Les nombres sont encodés à l’aide d’un vecteur à une dimension. Selon les chercheurs, les données numériques sont normalisées (écrêtage, centrage-réduction) pour éviter les problèmes d’explosion des gradients à l’entraînement. Puis, elles sont encodées par multiplication avec un vecteur appris. Les scientifiques ont incorporé un biais pour que les valeurs manquantes (NaN) soient remplacées par un 0.

« Il convient de noter que tous les embeddings ci-dessus sont entièrement équivariants en cas de permutations des lignes ou des colonnes », précisent les chercheurs. Cette symétrie rend les prédictions « plus robustes et reproductibles ».

Lors de l’entraînement de ContextTab, l’équipe de SAP a utilisé 2,18 millions de tables issues du jeu de données T4, à l’instar des chercheurs derrière Tabula-8B. Ces tables sont issues de différentes sources, dont les dépôts Git ouverts ou CommonCrawl (une extraction géante du Web).

 TabPFN et TabICL n’ont été entraînés qu’avec des données synthétiques. « Si l’utilisation de données synthétiques présente de nombreux avantages, en particulier sa diversité à grande échelle, elle a pour conséquence que les données ne contiennent pas de valeurs sémantiquement significatives telles qu’on les trouve dans les applications du monde réel », distinguent les chercheurs de SAP.

Résultat, ContextTab obtiendrait de meilleurs résultats que ses aînés sur les données sémantiques et proposerait des performances proches des modèles « non sémantiques » (XGBoost, par exemple). Il ne dépasse pas toutefois AutoGluon, un framework d’autoML imaginé par AWS en 2020.

Industrialiser RPT-1

Avec les versions commerciales de RPT-1, SAP dit avoir amélioré ces résultats en s’appuyant sur des données réelles. Le modèle open weight réclame un seul GPU Nvidia H100 (80 Go de VRAM) pour s’exécuter correctement. C’est à la fois peu et beaucoup au vu des tâches à accomplir. C’est en tout cas beaucoup mieux que la plupart des LLM.

« L’utilisation d’un LLM pour effectuer la même tâche de prédiction nécessite jusqu’à 100 000 fois plus d’opérations en virgule flottante (FLOP) », assure Philip Herzig, CTO et Chief AI Officer chez SAP, dans un billet de blog. « Cela prend jusqu’à 50 fois plus de temps (malgré des équipements nettement plus puissants) ».

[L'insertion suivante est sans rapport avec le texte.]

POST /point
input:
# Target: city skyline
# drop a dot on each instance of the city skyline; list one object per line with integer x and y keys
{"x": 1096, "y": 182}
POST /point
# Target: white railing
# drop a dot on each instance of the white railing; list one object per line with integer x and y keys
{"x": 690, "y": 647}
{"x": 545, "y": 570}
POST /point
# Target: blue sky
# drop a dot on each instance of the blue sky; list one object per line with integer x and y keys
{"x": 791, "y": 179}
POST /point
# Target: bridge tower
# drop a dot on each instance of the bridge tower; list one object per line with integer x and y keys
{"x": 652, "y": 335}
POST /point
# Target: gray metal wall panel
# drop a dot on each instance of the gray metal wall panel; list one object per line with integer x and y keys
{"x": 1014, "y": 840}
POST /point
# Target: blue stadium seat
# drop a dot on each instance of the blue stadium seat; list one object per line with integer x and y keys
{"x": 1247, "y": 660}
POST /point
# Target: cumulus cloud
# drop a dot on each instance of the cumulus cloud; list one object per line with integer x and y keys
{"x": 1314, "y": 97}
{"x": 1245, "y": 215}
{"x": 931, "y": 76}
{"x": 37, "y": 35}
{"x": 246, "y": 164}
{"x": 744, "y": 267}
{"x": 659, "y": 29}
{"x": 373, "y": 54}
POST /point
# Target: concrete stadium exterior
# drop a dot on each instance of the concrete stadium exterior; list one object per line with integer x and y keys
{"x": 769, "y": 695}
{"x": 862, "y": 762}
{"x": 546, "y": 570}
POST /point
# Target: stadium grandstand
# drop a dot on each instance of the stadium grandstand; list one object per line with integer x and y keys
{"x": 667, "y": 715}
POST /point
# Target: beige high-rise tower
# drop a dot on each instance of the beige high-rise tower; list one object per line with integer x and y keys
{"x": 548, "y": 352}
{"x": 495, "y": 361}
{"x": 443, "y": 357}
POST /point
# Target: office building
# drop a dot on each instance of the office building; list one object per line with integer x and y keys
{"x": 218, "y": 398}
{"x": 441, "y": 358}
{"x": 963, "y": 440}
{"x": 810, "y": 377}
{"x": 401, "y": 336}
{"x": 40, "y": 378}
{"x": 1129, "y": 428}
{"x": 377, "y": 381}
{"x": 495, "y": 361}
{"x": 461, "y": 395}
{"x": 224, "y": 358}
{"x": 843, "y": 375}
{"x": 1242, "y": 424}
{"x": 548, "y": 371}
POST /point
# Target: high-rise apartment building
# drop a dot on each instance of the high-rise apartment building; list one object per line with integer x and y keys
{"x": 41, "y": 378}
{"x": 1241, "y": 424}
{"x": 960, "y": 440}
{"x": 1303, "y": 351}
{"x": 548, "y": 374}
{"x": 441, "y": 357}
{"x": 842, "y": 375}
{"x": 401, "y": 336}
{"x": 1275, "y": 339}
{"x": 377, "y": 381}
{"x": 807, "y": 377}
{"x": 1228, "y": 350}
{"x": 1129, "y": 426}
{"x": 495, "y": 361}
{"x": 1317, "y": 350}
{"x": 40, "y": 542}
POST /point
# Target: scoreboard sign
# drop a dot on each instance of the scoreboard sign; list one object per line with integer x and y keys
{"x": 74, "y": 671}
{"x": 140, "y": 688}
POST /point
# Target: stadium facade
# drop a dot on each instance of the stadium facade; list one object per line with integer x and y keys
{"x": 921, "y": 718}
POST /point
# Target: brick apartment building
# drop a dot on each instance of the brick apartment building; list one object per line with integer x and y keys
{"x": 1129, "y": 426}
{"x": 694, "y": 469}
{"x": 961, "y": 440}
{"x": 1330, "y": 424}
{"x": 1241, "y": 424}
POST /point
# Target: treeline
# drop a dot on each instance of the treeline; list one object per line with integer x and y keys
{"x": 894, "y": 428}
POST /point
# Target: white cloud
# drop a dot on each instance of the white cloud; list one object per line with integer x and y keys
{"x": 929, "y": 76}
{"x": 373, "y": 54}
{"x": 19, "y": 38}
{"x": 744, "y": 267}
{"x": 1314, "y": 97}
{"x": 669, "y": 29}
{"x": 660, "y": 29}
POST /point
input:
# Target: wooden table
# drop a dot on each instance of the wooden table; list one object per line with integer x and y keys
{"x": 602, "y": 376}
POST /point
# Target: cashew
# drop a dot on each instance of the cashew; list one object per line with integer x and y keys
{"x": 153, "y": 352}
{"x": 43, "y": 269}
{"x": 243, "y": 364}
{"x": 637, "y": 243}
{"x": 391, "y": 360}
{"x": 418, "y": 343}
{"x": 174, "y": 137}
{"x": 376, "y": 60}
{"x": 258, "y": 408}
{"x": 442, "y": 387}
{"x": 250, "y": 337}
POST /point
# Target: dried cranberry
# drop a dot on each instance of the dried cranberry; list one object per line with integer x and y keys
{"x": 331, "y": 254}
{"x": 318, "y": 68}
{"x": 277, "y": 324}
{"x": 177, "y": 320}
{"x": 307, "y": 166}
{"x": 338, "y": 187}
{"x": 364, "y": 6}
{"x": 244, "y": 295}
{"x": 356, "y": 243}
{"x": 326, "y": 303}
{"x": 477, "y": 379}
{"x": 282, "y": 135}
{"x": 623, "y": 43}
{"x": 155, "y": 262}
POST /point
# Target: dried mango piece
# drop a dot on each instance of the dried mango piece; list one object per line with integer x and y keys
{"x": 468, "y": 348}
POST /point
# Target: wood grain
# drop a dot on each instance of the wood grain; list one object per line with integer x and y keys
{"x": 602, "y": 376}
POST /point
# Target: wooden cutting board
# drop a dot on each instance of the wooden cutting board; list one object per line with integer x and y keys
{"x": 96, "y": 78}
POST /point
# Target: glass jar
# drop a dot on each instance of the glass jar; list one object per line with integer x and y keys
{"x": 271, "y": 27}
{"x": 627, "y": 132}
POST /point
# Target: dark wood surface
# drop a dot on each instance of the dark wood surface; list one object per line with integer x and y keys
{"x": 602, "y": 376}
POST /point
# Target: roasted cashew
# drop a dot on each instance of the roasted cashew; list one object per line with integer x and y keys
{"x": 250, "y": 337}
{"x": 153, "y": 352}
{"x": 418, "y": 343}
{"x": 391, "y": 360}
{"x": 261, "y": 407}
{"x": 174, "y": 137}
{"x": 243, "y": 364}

Toutefois, comme les modèles de langage, il n’y a pas de magie. La documentation de SAP précise qu’il faut d’abord s’assurer de la bonne qualité des données au sein de tables. Cela veut dire supprimer au maximum les valeurs manquantes, de correctement nommer les colonnes, d’enregistrer un type de données par colonne et de n’appliquer ce traitement que sur les données nécessaires. Et au CTO de préciser qu’il est possible de fine-tuner la version open weight de RPT-1.

La technologie est intéressante sur le papier. Notamment au vu des déploiements passés du machine learning au sein de l’écosystème SAP. Reste à l’éditeur allemand de l’intégrer dans ses solutions. D’en simplifier le fine-tuning, au besoin.  

L’annonce permet surtout à SAP de tâter le terrain. La centaine de commentaires sous le post LinkedIn de Philip Herzig qui accompagne l’annonce reflète un engouement certain. Et pas seulement au sein des équipes SAP. Les partenaires semblent bien accueillir la solution.